Tag Archives: public plan

Health Reform – an Update

Several people have asked me in the past few days for my perspective on what's happening to health reform in Washington.

For what it's worth, here goes

Congress is in recess until Labor Day, and they are back home having lots of meetings with their constituents. President Obama is also hosting events almost daily to discuss health reform with the American people.

We have a governmental system that is chaotic and messy at times and this is surely one of them. Remember the quote about making laws is like making sausage ¦

Several points I'd make

1. Although President Obama won handily (53 percent to McCain's 47 percent), there are a lot of Americans who did not vote for him. So it should be no surprise that many of them are showing up at events and town hall meetings and voicing their opposition to whatever the Democrats and the Obama Administration are working toward. The fact that politics has intruded is shocking to some people, I know, but that's the American way.

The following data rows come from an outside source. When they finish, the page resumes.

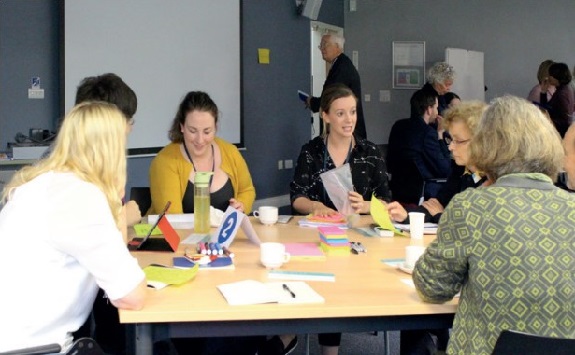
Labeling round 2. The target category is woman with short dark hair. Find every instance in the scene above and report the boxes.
[541,63,575,137]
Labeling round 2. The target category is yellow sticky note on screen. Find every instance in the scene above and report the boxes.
[258,48,270,64]
[370,195,395,231]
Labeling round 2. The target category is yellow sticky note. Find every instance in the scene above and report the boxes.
[370,195,395,231]
[144,264,199,285]
[258,48,270,64]
[134,223,162,237]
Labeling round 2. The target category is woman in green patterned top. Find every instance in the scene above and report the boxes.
[413,96,575,354]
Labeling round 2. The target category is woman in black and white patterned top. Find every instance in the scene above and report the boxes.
[290,84,391,216]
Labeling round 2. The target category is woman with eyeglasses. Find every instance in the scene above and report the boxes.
[387,101,487,223]
[387,101,488,354]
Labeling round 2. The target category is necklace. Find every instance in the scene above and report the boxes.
[182,142,216,187]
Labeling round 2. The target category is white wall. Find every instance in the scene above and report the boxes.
[345,0,575,143]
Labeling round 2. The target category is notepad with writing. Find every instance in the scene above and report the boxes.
[268,270,335,282]
[284,242,325,260]
[218,280,325,306]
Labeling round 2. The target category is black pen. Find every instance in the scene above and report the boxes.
[282,284,295,298]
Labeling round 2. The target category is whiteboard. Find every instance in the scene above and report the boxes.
[445,48,485,101]
[64,0,243,154]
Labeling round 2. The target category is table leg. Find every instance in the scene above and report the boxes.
[135,323,154,355]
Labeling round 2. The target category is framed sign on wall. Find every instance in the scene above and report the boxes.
[392,41,425,89]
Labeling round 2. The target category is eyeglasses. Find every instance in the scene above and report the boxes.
[443,136,471,145]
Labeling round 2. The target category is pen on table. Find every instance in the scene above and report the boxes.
[282,284,295,298]
[222,245,235,258]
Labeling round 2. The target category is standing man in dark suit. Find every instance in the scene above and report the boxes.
[306,34,367,138]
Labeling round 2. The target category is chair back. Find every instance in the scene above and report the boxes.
[492,330,575,355]
[130,187,152,216]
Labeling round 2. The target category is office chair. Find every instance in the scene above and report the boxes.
[492,330,575,355]
[0,338,105,355]
[130,187,152,216]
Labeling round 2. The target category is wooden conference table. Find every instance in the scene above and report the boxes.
[120,216,457,355]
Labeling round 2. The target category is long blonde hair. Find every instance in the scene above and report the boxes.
[2,102,126,225]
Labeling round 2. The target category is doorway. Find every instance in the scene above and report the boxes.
[310,21,343,139]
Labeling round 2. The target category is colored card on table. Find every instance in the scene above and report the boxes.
[284,242,325,260]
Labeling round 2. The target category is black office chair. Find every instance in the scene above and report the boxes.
[130,187,152,216]
[492,330,575,355]
[0,338,105,355]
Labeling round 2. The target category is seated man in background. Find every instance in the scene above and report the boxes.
[387,89,451,204]
[387,101,488,223]
[412,96,575,354]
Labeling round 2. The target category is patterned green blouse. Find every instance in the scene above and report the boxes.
[413,174,575,355]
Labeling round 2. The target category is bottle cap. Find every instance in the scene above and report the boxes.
[198,171,214,186]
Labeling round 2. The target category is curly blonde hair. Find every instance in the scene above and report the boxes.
[2,102,127,227]
[469,96,564,181]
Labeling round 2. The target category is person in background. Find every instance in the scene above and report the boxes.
[541,63,575,137]
[527,59,555,104]
[421,62,455,115]
[150,91,256,214]
[412,96,575,354]
[387,101,487,223]
[387,89,451,205]
[387,100,487,354]
[284,84,391,355]
[306,34,367,139]
[443,91,461,109]
[0,102,147,351]
[42,73,142,226]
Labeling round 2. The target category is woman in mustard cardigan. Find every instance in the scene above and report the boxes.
[149,91,256,214]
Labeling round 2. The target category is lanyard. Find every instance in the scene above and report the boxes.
[322,137,353,201]
[182,142,216,187]
[323,137,353,171]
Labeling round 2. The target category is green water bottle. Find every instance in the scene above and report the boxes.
[194,172,213,234]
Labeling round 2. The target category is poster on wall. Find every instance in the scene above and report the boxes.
[392,41,425,89]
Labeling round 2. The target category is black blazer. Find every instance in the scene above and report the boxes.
[386,117,451,204]
[310,53,367,138]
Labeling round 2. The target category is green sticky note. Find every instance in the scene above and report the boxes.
[144,264,199,285]
[134,223,162,237]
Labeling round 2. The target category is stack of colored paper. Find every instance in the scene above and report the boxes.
[318,227,350,255]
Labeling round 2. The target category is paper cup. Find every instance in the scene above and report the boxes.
[408,212,425,239]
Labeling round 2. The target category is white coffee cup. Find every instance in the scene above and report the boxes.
[260,242,290,269]
[254,206,278,225]
[404,245,425,269]
[408,212,425,239]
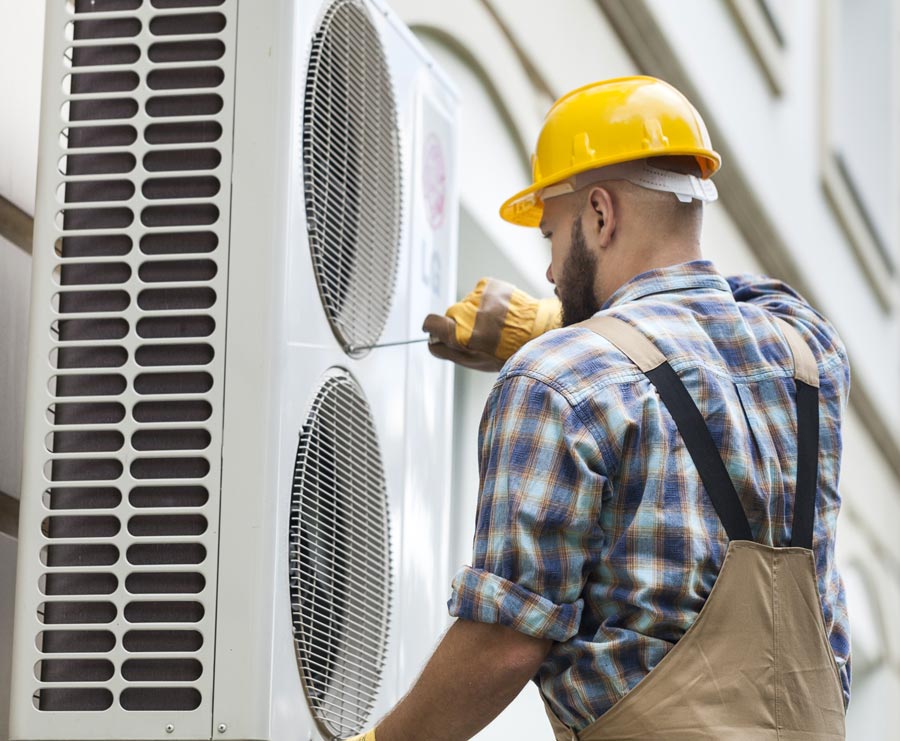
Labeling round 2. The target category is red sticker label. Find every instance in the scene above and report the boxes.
[422,134,447,229]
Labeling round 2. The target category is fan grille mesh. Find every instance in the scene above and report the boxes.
[290,371,390,738]
[303,0,401,356]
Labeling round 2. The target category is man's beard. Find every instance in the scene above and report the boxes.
[556,217,600,327]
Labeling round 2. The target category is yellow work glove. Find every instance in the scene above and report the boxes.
[346,728,375,741]
[422,278,562,371]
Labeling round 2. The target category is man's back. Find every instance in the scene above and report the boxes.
[451,261,849,728]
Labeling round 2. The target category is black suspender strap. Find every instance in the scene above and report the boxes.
[775,319,819,549]
[580,316,819,549]
[581,316,753,540]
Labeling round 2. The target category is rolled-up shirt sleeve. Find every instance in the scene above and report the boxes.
[447,375,608,641]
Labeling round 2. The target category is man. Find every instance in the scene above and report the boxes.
[350,77,850,741]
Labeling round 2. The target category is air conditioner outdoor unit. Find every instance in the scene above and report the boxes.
[10,0,457,741]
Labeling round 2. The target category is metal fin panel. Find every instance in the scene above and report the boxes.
[11,0,236,740]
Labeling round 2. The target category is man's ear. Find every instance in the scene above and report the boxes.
[582,185,616,247]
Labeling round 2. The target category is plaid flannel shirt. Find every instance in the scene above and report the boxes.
[448,261,850,730]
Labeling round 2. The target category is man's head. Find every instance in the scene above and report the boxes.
[500,76,721,324]
[540,157,703,326]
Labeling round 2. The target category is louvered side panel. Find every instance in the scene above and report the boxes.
[11,0,237,741]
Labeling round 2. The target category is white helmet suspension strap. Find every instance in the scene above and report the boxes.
[537,159,719,203]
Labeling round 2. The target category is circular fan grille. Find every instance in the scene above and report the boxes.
[303,0,401,356]
[290,370,390,738]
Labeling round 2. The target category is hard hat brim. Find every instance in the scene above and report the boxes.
[500,148,722,227]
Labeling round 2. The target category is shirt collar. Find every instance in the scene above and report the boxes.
[600,260,731,311]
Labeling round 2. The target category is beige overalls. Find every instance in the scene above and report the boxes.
[544,316,844,741]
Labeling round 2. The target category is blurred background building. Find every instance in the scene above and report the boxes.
[0,0,900,739]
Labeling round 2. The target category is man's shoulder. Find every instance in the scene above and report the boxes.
[498,318,642,399]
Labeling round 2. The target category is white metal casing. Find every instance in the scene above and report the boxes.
[12,0,457,739]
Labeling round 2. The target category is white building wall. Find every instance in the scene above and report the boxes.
[0,0,900,741]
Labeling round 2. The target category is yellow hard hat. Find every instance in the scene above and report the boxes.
[500,76,722,226]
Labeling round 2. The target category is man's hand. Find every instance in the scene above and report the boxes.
[375,620,553,741]
[422,278,562,372]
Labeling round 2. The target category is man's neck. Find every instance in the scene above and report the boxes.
[595,242,703,304]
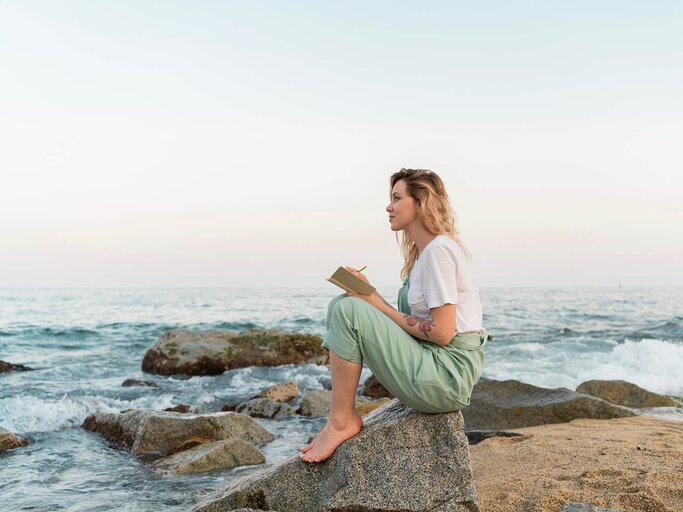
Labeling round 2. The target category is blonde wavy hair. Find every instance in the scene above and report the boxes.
[389,169,472,279]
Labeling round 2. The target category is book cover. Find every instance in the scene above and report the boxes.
[327,267,375,295]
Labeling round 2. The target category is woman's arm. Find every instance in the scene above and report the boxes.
[345,267,457,346]
[374,296,456,346]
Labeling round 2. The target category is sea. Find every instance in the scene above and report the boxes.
[0,286,683,512]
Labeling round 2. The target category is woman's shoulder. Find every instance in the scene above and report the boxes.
[427,235,462,254]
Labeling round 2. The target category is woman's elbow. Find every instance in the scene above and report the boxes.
[433,331,455,347]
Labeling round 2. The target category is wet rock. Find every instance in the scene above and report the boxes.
[462,378,636,430]
[576,380,679,407]
[0,427,28,453]
[142,329,328,375]
[0,361,33,373]
[465,430,523,444]
[227,508,277,512]
[235,398,296,419]
[121,379,159,388]
[193,400,479,512]
[296,389,332,416]
[296,389,389,417]
[560,503,626,512]
[361,375,394,398]
[154,439,266,475]
[253,380,299,403]
[82,409,274,457]
[164,404,197,414]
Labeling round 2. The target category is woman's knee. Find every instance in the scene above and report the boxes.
[325,293,350,329]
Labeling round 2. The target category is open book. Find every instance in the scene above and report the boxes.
[327,267,375,295]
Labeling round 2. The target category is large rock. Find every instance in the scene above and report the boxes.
[462,378,636,430]
[576,380,678,407]
[0,361,33,373]
[194,400,479,512]
[235,398,296,419]
[560,503,626,512]
[0,427,28,452]
[254,380,299,403]
[142,329,328,375]
[82,409,274,456]
[154,439,266,475]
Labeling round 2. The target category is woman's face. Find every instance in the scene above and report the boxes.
[386,180,417,231]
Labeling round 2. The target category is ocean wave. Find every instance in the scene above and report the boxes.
[512,343,546,352]
[208,322,260,331]
[0,394,175,434]
[577,338,683,396]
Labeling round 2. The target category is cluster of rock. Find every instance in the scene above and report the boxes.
[222,381,389,419]
[82,409,274,474]
[5,330,679,512]
[194,400,479,512]
[0,360,33,373]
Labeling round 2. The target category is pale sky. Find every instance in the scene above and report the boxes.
[0,0,683,288]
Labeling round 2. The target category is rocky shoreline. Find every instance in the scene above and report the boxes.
[0,330,683,512]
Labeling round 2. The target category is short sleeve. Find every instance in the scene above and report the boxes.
[422,245,458,309]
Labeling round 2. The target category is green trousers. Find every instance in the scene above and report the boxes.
[322,278,486,413]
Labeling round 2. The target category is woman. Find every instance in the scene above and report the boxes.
[299,169,487,462]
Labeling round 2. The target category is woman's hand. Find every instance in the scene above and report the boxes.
[344,267,386,311]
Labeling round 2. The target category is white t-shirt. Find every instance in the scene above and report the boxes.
[408,235,483,332]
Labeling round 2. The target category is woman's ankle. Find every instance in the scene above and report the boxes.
[327,409,363,430]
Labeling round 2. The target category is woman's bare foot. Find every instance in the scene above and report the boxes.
[299,413,363,462]
[299,432,320,453]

2. We still badly need to reform the American health care system and as hard as this public policy and political process is, we need to press ahead as a nation.

3. As we deal with the all too familiar problems of the cost of health care, the lack of access due to uninsurance, and the quality and safety of health care in America, a lot is up for grabs. A few weeks ago it seemed like the Congressional leadership were just going to steamroll the process and enact thoroughgoing reform of the entire system. Now the sheer magnitude of all this is scaring a lot of people, especially at a time of such great economic uncertainty.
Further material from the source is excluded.